Mayor Durkan Proposes Short-Term Downtown Mobility Projects
Typical morning traffic on I-5 approaching Mercer Street
Earlier today, Mayor Durkan announced a pair of initiatives that aim to reduce car traffic through downtown in the coming years.
A $30 million package of near-term mobility projects will come online through the end of 2021. This period is called the period of "maximum constraint" caused by the Convention Center's takeover of Convention Place Station and other downtown megaprojects. Simultaneously, the mayor announced ($) that the city would investigate a congestion charge and hopes to have it in place before the end of her first term in 2021.
Both projects are connected, with a stated goal of reducing 4,000 SOV trips in downtown during peak hours by 2019. It remains to be seen if the two would complement each other, or become yet another addition to the transportation puzzle that already has missing pieces (namely the now-frozen Center City Connector).
The full slate of One Center City projects (click to enlarge)
The $30 million One Center City package, developed jointly by the City of Seattle, Metro, Sound Transit, and the Downtown Seattle Association, would target modest improvements for buses and bikes along north-south streets in downtown. Chief among the transit improvements is the implementation of all-door boarding on 3rd Avenue by March 2019, but no word on whether the most important busway in the Puget Sound region will be exclusive to buses.
The existing pair of peak-only bus lanes on 2nd and 4th avenues would receive no improvements beyond signal re-timing that is already underway; for the thousands of suburban riders who will continue to use these stops until 2024 (or later, pending federal funding), agencies claim a 10-15% improvement in northbound bus service on 4th. Some routes will be moved to a new transit pathway on 5th and 6th avenues in September 2019, as part of the bus tunnel mitigation, but existing (and congested) pathways on Olive and Howell will remain unchanged. Enhanced bus stops will come to UW Station and International District/Chinatown Stations as part of the Eastside restructures along SR 520 and I-90 sometime in 2019, but the specifics are unclear at the moment.

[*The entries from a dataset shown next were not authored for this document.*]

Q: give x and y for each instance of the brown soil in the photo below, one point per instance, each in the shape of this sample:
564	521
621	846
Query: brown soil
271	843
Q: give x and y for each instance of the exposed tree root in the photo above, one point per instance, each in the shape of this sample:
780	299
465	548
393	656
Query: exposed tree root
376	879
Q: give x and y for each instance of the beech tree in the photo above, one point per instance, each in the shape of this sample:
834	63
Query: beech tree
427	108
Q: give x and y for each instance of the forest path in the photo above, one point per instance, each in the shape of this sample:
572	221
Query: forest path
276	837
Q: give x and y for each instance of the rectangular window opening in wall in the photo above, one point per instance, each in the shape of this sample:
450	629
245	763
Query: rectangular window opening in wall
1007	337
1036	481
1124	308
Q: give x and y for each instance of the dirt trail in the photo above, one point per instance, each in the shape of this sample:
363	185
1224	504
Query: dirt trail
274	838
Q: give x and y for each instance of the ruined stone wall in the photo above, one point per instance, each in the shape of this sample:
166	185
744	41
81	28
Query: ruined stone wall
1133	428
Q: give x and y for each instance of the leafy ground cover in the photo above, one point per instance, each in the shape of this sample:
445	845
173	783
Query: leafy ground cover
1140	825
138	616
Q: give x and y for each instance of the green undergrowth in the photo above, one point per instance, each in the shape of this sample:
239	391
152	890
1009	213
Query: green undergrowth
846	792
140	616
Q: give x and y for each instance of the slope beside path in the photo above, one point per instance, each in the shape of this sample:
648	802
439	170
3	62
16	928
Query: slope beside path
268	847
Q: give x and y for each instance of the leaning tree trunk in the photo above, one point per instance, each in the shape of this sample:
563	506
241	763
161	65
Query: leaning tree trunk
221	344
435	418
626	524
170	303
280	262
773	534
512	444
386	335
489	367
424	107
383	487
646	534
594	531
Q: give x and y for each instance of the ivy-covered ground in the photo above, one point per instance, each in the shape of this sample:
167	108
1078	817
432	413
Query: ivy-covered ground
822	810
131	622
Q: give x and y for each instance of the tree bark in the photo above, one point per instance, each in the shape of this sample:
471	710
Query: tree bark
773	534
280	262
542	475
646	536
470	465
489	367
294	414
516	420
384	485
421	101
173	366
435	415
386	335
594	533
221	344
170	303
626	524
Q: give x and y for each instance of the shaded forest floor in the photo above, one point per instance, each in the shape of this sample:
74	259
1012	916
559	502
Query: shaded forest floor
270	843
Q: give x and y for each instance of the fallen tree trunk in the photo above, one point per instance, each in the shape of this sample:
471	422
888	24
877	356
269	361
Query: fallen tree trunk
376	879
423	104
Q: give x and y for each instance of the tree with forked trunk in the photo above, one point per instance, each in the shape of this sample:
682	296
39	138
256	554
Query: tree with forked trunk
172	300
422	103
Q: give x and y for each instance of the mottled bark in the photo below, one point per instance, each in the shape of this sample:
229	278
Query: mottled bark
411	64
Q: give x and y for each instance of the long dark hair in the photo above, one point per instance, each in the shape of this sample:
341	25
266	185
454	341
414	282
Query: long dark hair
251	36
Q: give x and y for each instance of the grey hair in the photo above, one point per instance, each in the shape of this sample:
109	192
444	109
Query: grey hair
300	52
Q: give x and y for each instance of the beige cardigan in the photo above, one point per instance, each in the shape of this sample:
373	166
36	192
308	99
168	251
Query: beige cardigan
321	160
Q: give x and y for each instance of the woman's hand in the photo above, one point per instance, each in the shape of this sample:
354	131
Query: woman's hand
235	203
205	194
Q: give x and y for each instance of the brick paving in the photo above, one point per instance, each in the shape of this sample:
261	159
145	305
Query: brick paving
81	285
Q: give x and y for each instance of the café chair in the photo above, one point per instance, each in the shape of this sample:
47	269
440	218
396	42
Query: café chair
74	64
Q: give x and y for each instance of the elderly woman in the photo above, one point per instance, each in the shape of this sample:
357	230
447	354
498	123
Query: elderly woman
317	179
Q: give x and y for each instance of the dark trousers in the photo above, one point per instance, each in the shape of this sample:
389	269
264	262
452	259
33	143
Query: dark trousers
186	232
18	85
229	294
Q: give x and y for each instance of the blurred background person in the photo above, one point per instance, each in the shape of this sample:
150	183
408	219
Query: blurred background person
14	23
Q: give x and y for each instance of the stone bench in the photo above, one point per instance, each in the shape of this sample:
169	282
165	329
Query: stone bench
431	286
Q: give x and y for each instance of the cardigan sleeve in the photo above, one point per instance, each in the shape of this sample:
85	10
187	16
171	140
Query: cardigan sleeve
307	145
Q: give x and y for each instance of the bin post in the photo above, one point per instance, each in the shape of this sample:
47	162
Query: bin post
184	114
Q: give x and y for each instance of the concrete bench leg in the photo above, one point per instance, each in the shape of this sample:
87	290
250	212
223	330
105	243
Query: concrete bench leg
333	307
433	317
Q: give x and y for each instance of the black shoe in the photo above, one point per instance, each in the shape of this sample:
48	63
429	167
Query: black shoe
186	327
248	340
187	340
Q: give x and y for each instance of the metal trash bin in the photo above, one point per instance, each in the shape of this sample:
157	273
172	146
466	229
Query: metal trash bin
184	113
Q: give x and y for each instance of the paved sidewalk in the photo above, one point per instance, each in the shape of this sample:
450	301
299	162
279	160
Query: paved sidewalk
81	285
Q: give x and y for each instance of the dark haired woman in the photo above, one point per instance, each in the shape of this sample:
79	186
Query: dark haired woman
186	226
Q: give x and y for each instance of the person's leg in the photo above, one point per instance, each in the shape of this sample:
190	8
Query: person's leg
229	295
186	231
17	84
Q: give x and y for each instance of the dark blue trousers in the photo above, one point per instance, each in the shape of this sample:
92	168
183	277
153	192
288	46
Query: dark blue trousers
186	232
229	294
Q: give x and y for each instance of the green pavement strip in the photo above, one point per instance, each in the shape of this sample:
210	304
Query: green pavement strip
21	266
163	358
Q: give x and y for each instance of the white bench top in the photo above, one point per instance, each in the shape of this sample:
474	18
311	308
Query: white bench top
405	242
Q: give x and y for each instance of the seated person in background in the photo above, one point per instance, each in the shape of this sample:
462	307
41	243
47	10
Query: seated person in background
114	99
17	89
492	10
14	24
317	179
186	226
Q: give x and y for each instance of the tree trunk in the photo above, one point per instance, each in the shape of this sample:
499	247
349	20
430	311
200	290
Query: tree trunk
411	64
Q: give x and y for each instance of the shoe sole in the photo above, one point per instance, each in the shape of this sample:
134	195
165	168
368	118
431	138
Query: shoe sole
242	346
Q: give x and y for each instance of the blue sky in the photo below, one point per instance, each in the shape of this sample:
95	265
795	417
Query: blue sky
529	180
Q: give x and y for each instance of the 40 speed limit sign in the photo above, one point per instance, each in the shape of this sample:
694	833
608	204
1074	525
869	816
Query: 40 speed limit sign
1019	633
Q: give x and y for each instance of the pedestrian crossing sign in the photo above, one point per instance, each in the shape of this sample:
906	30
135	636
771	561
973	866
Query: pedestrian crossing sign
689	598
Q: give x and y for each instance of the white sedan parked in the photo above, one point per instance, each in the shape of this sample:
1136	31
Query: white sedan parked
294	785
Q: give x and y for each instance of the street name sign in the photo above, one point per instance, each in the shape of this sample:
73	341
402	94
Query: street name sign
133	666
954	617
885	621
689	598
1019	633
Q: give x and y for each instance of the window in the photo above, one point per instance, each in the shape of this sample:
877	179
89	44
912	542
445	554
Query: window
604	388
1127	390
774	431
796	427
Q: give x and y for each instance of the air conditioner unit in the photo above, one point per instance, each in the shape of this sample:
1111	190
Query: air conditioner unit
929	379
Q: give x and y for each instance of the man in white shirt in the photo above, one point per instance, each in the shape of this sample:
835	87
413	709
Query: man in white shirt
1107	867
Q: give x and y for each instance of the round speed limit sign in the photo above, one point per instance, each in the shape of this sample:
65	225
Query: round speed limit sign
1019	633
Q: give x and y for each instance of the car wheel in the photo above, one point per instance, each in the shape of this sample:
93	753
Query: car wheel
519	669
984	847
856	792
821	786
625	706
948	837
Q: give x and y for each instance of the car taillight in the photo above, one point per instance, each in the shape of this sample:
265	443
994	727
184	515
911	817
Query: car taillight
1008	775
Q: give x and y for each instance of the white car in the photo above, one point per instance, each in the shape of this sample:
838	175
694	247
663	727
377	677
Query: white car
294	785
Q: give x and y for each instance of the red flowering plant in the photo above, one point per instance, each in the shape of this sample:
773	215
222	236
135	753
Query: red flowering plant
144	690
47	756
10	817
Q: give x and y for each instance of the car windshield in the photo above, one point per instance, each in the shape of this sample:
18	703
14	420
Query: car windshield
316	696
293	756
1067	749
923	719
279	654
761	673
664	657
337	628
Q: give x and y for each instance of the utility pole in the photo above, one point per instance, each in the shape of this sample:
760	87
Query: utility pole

For bicyclists, the new One Center City plan falls short of the Basic Bike Network long desired for downtown, with implementation of protected bike lanes on Pike-Pine and 4th Avenue pushed back to 2021. A connection between the PBLs on 2nd Avenue and South Dearborn Street is planned to open in 2019, but no specific corridor has been identified at this time (only a few months before construction should begin).
Mayor Durkan is clearly not endearing her administration to drivers, who will likely oppose efforts to charge a congestion fee. At the same time, transit and bicycle activists, upset about delays in the bike network and the streetcar pause, may be disappointed as well.